American actor (born 1969)

Jonathan Slavin (born November 8, 1969) is an American actor.

==Early life==
Slavin was born in Camp Lejeune, North Carolina and raised in Wilkes-Barre, Pennsylvania.

==Career==
Slavin portrayed illustrator Byron Togler on the Fox network's sitcom Andy Richter Controls the Universe, Ogo on the CGI animated show Robot and Monster, and scientist Phil Myman on ABC's sitcom Better Off Ted. He appeared as a member the main cast of Dr. Ken and The Republic of Sarah and as a recurring character on Speechless and Santa Clarita Diet.
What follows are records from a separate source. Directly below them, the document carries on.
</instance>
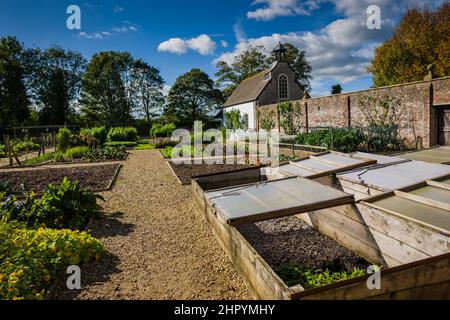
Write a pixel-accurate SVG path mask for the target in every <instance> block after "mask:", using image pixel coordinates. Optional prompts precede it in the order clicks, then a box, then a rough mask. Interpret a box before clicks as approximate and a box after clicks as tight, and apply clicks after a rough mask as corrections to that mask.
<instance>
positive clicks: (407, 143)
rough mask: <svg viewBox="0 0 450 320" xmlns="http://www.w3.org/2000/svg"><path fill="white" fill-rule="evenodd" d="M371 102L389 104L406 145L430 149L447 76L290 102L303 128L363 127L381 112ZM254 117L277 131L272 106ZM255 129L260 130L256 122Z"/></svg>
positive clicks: (445, 93)
mask: <svg viewBox="0 0 450 320" xmlns="http://www.w3.org/2000/svg"><path fill="white" fill-rule="evenodd" d="M374 101H390V104H391V105H392V106H393V107H392V108H391V109H390V110H391V112H390V116H391V117H392V118H394V119H395V122H396V123H397V124H398V125H399V126H400V135H401V136H402V138H405V139H406V142H407V144H408V145H410V146H416V145H418V146H419V147H425V148H427V147H431V146H434V145H435V144H436V143H437V142H436V137H437V128H436V108H437V107H438V106H439V105H445V104H449V105H450V77H446V78H441V79H433V80H432V81H421V82H415V83H409V84H403V85H396V86H390V87H383V88H376V89H370V90H365V91H358V92H351V93H345V94H340V95H333V96H327V97H320V98H311V99H306V100H298V101H292V103H293V104H294V105H298V106H299V107H300V108H301V110H302V117H303V119H302V123H303V124H304V126H305V127H306V128H313V127H348V126H365V125H366V124H367V121H368V119H370V118H371V117H374V116H375V115H376V113H377V112H378V113H379V112H381V110H382V108H381V107H380V106H379V103H376V102H374ZM258 114H259V115H260V117H261V116H262V117H267V116H268V115H272V116H274V117H275V118H274V120H275V123H276V126H275V127H276V128H280V125H279V115H278V112H277V105H276V104H274V105H269V106H260V107H259V108H258ZM258 126H259V127H261V121H260V119H258Z"/></svg>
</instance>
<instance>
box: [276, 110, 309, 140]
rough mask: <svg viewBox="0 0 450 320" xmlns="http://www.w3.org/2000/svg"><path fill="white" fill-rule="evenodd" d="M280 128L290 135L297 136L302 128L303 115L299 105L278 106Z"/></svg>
mask: <svg viewBox="0 0 450 320" xmlns="http://www.w3.org/2000/svg"><path fill="white" fill-rule="evenodd" d="M278 111H279V114H280V126H281V127H282V128H283V129H284V132H285V133H286V134H288V135H295V134H297V133H298V132H300V129H301V127H302V118H303V113H302V112H301V106H300V105H299V103H295V104H293V103H292V102H283V103H279V104H278Z"/></svg>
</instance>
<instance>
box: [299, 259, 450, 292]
mask: <svg viewBox="0 0 450 320" xmlns="http://www.w3.org/2000/svg"><path fill="white" fill-rule="evenodd" d="M369 277H370V275H366V276H364V277H359V278H355V279H350V280H345V281H341V282H338V283H335V284H331V285H328V286H325V287H321V288H316V289H310V290H306V291H304V292H297V293H293V294H292V299H294V300H298V299H324V300H329V299H351V300H359V299H378V298H383V299H396V298H401V299H408V298H409V299H417V298H418V292H417V291H418V289H419V290H420V289H421V288H425V287H427V290H428V291H426V292H424V296H423V297H422V298H425V299H426V298H429V299H448V298H450V253H447V254H444V255H440V256H437V257H431V258H428V259H423V260H420V261H416V262H412V263H408V264H404V265H401V266H397V267H393V268H389V269H385V270H381V289H380V290H370V289H368V288H367V280H368V279H369ZM442 288H444V290H442ZM445 288H446V289H445ZM419 295H420V294H419Z"/></svg>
Slavin has also had guest roles on series such as Dharma & Greg, Castle, Grey's Anatomy, My Name Is Earl, Summerland, Friends, Grimm, Weeds, Wings, ER, Chicago Hope, Ugly Betty, CSI: Crime Scene Investigation, Bones, Better with You, Raising Hope, The Finder, Grace and Frankie and Friends with Better Lives.

He has also appeared in such feature films as Free Enterprise, Race to Witch Mountain, Backwoods, A Cinderella Story, Dirty Girl, and Love & Mercy.

In January 2023, he returned to the stage in Home Front.

==Personal life==
Slavin is Jewish. He is gay and in July 2016 he married his partner of 22 years. He is also a vegan and animal rights activist, with a large menagerie of adopted pets.